Prosecutors and Public Defenders in Greater Charlottesville Area push for equal pay on both sides of the courtroom
CHARLOTTESVILLE, Va. (WVIR) - One of the victims of the pandemic budget cuts: a push to bring public defender pay more in line with prosecutors in Albemarle County. Supporters of the work being done say it’s not just about money, it’s about equality in the justice system.
It’s taken local lobbying and a change in state law to try to bring public defenders salaries in line with commonwealth’s attorneys. Albemarle County Commonwealth’s Attorney Jim Hingeley has been fighting for over a decade to change, with a perspective in prosecution and defense. As chief defender of the Charlottesville-Albemarle Public Defender Office, Hingeley led the charge to change state law to allow cities and counties to supplement public defender pay.
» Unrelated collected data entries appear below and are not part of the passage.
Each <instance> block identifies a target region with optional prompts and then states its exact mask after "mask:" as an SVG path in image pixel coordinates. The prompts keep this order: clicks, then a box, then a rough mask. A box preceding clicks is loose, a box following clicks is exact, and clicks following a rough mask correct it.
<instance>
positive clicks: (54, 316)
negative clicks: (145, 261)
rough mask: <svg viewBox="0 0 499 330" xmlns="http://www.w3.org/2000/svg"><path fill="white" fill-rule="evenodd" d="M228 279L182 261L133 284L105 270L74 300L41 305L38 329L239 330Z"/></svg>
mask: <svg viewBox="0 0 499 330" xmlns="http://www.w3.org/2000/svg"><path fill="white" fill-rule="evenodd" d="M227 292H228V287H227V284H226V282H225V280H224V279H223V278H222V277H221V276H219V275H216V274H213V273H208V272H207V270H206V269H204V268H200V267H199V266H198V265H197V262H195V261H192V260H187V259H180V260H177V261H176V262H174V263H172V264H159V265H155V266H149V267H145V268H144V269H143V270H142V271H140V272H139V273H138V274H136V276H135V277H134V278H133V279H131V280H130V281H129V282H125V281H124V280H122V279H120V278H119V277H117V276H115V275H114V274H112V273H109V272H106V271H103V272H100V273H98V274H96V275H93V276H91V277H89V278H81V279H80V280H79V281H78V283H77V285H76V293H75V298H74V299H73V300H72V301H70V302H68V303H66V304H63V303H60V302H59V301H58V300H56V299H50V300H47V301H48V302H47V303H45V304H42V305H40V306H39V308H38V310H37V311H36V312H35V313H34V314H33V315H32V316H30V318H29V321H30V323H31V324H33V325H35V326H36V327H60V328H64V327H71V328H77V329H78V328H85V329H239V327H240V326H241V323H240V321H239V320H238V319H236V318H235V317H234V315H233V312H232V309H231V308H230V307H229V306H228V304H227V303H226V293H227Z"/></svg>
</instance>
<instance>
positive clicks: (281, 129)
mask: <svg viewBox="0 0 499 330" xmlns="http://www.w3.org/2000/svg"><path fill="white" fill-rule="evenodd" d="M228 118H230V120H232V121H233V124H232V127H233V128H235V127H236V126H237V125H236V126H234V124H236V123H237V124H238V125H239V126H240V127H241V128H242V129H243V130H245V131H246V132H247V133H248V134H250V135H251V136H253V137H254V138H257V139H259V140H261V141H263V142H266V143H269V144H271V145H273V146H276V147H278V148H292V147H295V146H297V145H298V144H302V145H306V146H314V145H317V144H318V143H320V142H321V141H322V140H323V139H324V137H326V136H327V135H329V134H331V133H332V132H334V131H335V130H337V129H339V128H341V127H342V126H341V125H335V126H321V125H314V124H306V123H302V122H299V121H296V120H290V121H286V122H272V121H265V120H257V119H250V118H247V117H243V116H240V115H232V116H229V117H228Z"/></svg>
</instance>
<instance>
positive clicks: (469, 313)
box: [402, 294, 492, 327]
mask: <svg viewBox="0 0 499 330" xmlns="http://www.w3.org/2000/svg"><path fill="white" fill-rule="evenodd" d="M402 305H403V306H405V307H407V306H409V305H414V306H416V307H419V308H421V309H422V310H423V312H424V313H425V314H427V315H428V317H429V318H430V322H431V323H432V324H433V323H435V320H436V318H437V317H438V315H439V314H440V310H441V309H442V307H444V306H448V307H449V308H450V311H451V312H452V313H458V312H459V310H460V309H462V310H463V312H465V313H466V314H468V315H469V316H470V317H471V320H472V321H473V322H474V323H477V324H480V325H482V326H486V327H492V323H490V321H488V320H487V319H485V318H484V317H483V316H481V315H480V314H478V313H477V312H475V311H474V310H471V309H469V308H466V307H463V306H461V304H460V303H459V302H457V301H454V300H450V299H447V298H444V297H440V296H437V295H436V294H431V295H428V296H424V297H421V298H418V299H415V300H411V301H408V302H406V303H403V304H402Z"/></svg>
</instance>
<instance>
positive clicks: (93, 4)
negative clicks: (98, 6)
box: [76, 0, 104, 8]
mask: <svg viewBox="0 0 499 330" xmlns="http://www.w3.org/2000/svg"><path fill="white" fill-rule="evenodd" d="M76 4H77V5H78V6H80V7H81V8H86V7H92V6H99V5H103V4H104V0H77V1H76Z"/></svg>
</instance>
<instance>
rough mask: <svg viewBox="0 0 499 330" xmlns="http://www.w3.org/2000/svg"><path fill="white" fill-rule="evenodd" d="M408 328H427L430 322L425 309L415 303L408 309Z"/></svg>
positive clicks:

“It has been really obvious for as long as we’ve had public defender offices that the amount of pay the prosecutors get is a good bit more than that pay that public defenders get,” Hingeley said. “Both sides have an interest in justice and fair trials and both of us, prosecutors and public defenders, are working hard for justice and that that has an equal value for the community.”
In the years since the law was changed, those supplements have grown. In 2021, Albemarle County provides $82,717 to the office. Charlottesville contributes $59,512.
“It helps me keep staff, its helped me with our staff being able to buy things, do things, buy homes,” Charlottesville-Albemarle Chief Public Defender Liz Murtagh said. “It’s helped me put my kids through college. It’s made, really, a difference in people’s lives.”
That figure was supposed to be even higher for Albemarle County in 2021, until the pandemic forced a change.
“Both governments are really struggling in that everyone is having to tighten their belts,” Murtagh explained. “I did ask for a little more this year and we weren’t able to get that. I’ll ask again next year though.”
However, gaps still remain. City attorneys starting out make 36% more than the public defender’s office. The county’s starting attorneys make roughly 45% more, Murtagh says.
“The beginning pay is significantly different for a new attorney,” Murtagh explained. “With the city, it’s about a $22,000 difference. In the county, it’s about a $36,000 difference.”
Hingeley says this fight isn’t over yet. Now, it’s just a budget issue.
“We’ve got a gap that still needs to be closed but we’ve come a long way and and and local governments have done a lot,” he explained.